白细胞介素(IL)-21 是 IL-2 家族的一员,具有抗肿瘤活性,目前正在与抗 CD20 抗体联合用于非霍奇金淋巴瘤的治疗。IL-21 可能在不同的淋巴恶性肿瘤中诱导细胞凋亡或促进其生长。因此,我们研究了滤泡性淋巴瘤(FL)细胞中的 IL-21/IL-21R 系统。
通过逆转录聚合酶链反应、免疫荧光和 Western blot 分析研究 IL-21R 的表达。通过 Annexin-V-碘化丙啶染色测量细胞凋亡。通过 Western blot 分析使用针对磷酸化 Janus 激活激酶和信号转导和转录激活蛋白的特异性抗体研究 IL-21R 信号转导。

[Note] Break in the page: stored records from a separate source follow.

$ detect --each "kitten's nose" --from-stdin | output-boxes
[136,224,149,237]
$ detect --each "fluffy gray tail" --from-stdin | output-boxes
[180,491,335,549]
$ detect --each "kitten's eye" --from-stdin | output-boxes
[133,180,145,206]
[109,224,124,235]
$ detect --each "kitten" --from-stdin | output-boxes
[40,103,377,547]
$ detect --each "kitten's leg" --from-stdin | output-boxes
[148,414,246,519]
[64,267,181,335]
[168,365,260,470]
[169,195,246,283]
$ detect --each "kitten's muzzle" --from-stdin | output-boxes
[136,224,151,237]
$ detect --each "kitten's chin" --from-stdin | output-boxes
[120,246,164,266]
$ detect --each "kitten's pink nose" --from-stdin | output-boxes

在 15 例初诊 FL 患者的原发性 FL 细胞中均发现 IL-21R,并且 10 例 FL 样本中 IL-21 增加了细胞凋亡。然而,FL 弥漫性生长区域的细胞以及由先前 FL 演变而来的 2 例弥漫性淋巴瘤的细胞显示低 IL-21R 表达。后者也对 IL-21 介导的细胞凋亡有抵抗性。在携带 t(14;18)易位的淋巴瘤细胞系中,只有 7 例中的 1 例对 IL-21 刺激表现出增加的细胞凋亡。该细胞系 IL-21R 阳性,而 6 个无反应性细胞系中的 5 个表达非常低的 IL-21R。有趣的是,一个 IL-21 耐药细胞系(DOHH2)表达高水平的 IL-21R。用 IL-21 或 IL-4 处理可上调 IL-21 反应性细胞系中的细胞因子信号转导抑制因子 3 基因表达,但不能上调 DOHH2 细胞,后者对 IL-21 的 Janus 激活激酶/信号转导和转录激活蛋白信号传导存在缺陷,与 Janus 激活激酶 3 基因表达缺失有关。
这些数据表明,一些 FL 细胞中低 IL-21R 表达或下游 IL-21R 信号转导缺陷可能导致对 IL-21 介导的作用产生耐药性。